Judge orders disclosure of petition signers’ names in Doe v. Reed remand

by on October 18, 2011  •  In Constitutional law

On remand from the U.S. Supreme Court, Federal District Judge Benjamin Settle of the Western District of Washington ruled yesterday that the individuals who signed petitions to bring an effort to repeal the state's domestic partners law were not entitled to an exemption from the name disclosure mandated by the state's Public Records Act.

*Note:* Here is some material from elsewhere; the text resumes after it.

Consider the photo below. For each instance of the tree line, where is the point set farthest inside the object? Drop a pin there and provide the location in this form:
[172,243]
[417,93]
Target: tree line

Judge Settle granted summary judgment to the Secretary of State based on his finding that Protect Marriage Washington had provided no compelling evidence of threats or harassment against petition signers: 

[If Protect Marriage could get around the Public Records Act] by simply providing a few isolated incidents of profane or indecent statements, gestures, or other examples of uncomfortable conversations, … disclosure would become the exception instead of the rule.

Judge Settle distinguished the case from earlier decisions granting protections to civil rights organizations that challenged laws requiring disclosure of membership lists:

Doe has not supplied competent evidence or adequate authority to support its claims that R-71 signers constitute a fringe organization with unpopular or unorthodox beliefs or one that is seeking to further ideas that have been historically and pervasively rejected and vilified by both this country’s government and its citizens.

The case was on remand from the Supreme Court's decision in Doe v. Reed, 130 S.Ct. 2811 (2010), in which it ruled that the Washington state law requiring name disclosure was not facially unconstitutional as a violation of privacy rights. The Supreme Court sent the case back to District Court for a decision on whether this particular group of petition signers could demonstrate the need for an exemption from the law.

Protect Marriage Washington may appeal the new ruling as well, although numerous individuals were named in Judge Settle's opinion and the full list was made available to the public yesterday after the decision was announced.